Aims: To evaluate if this new pro forma helped reduce inappropriate referrals for SST and whether the added value of 60 min cortisol (rather than only 30 min) helped minimise overdiagnosis of AI.
Method: The results of this new proforma and a full SST incorporating both 30 and 60 min cortisol following SST were collected and analysed between Sept and Nov 2014.

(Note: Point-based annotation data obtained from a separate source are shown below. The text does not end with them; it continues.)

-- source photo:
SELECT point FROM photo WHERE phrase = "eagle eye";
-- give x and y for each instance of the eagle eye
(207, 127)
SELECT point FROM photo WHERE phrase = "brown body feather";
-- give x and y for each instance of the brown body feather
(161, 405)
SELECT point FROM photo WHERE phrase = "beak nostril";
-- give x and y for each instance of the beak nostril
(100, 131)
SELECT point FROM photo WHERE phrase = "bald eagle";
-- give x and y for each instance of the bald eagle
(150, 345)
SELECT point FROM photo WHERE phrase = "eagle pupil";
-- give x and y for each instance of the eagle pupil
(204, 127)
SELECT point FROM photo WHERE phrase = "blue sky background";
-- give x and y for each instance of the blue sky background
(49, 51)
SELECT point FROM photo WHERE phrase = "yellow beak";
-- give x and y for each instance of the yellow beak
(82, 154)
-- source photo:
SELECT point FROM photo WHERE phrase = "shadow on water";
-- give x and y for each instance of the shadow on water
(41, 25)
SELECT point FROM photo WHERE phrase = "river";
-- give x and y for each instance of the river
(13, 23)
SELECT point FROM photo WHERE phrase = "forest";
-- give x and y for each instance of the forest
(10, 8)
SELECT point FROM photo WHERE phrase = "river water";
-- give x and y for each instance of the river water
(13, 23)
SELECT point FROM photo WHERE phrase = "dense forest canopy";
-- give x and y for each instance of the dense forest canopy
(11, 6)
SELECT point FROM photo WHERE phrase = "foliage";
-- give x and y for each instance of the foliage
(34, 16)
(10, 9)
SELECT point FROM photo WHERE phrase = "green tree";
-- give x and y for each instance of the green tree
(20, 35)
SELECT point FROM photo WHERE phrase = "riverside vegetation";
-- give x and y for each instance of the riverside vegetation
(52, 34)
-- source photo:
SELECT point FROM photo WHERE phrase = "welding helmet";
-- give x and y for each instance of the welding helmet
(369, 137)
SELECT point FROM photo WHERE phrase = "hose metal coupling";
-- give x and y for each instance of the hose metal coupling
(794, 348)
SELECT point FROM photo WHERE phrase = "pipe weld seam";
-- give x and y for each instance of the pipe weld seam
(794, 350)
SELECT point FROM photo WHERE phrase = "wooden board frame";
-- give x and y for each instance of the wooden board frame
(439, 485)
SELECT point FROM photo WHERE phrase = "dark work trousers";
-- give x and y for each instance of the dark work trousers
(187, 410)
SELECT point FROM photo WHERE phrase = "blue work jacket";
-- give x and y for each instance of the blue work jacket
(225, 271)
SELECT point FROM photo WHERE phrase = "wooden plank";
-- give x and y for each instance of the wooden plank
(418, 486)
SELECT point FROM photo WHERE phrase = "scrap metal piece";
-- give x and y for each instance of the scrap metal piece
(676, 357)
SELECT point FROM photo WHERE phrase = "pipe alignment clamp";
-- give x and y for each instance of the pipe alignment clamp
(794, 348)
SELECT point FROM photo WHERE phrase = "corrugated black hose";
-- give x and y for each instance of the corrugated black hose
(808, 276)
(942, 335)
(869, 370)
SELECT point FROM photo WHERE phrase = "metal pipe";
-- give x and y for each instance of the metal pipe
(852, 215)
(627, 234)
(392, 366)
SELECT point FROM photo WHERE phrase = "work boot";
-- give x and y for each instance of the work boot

Results: All 27 requests (100%) for SST were appropriate. 63% (17/27) of patients had an abnormal result at 30 min and 44% (12/27) at 60 min. 12 patients (44%) had both abnormal 30 and 60 min cortisol results (five on steroids, five asymptomatic, four with pituitary pathology, three hyponatremia, and one each with hypotension, T1DM and and new pigmentation). 18% (5/27) had an abnormal result at 30 min but a normal result at 60 min. 4/6 patients referred with hypotension/hyponatremia had abnormal SST result. 7/7 patients who satisfied only the symptoms criteria had a normal SST result whereas 0/5 patients who satisfied the symptoms criteria and at least one other criteria had a normal result.
Conclusion: The new pro forma has made the referral system more effective. Nearly a fifth of over diagnosis of AI can be prevented by routinely measuring serum cortisol at 60 min. By selecting symptomatic patients who satisfied at least one other criteria will also further help minimise unnecessary SSTs.